Une campagne de SMS frauduleux appelle à l'achat de vignette Crit'Air. Problème : le message de phishing renvoie vers un site contrôlé par des escrocs, avec pour objectif de voler les données personnelles et les informations de carte bancaire des victimes. Explications.
Le flot de SMS d'escroquerie continue de se déverser. Après une année 2022 marquée par des campagnes usurpant l'identité du CPF, d'Ameli, de La Poste ou encore de Netflix, c'est au tour des faux appels à l'achat de vignettes Crit'Air de revenir sur le devant de la scène.
« Nos agents ont constaté que votre véhicule n'était pas équipé de la vignette Crit'Air 2022. Veuillez la récupérer sous peine de contravention dans les prochaines 48h sur le lien ci-joint », ordonne un SMS largement partagé sur les réseaux sociaux, racolant vers un site frauduleux convaincant, toujours actif au 10 octobre. Une fois que la victime a cliqué sur le lien, les escrocs vont droit au but, avec trois formulaires successifs pour lui demander la plaque d'immatriculation de son véhicule, ses données personnelles (nom, prénom, adresse, téléphone, date de naissance) puis ses informations de carte bancaire.
Crit'Air, cible facile
Les arnaques à la vignette Crit'Air (certificat qualité de l'air) sont apparues presque en même temps que le dispositif, en 2017. Et pour cause : c'est une cible de choix. Nécessaires pour circuler dans les secteurs désignés comme Zone à Faibles Emissions (ZFE), les vignettes affichent une note de 1 à 5 (du moins au plus polluant) selon le modèle du véhicule concerné. Le plus souvent, les chiffres les plus élevés (5, parfois 4) sont interdits à la circulation.

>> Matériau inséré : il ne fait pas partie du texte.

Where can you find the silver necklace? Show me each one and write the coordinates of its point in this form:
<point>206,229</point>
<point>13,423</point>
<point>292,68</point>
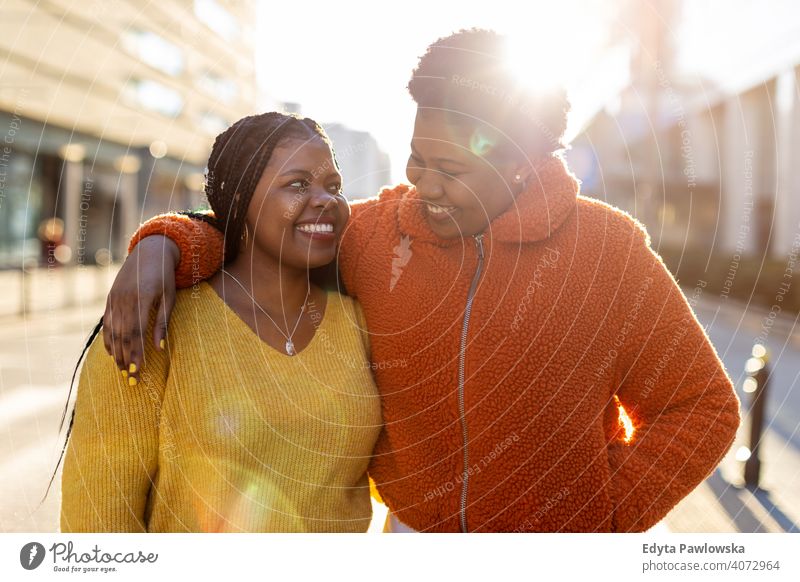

Puisque plus de 86% des Français possèderaient une voiture, ce sont donc des dizaines de millions de personnes qui sont potentiellement concernées par un éventuel achat de vignette, même si toutes ne circulent pas dans des ZFE. Pour les escrocs, c'est une aubaine : même s'ils envoient leur arnaque à des listes de numéros français aléatoires (comme il est très facile d'en trouver en ligne gratuitement ou contre quelques euros), ils ont de grandes chances que la cible se sentent au moins concernée par le message.
Malheureusement, peu de personnes savent que la vignette est achetable uniquement sur le site gouvernemental officiel, et qu'elle coûte systématiquement 3,70 euros à l'envoi. Le ministère de la Transition écologique, en charge du dispositif, fait de la prévention sur le sujet, en rappelant qu'il n'envoie jamais de SMS pour acheter des vignettes, sans trouver un écho important.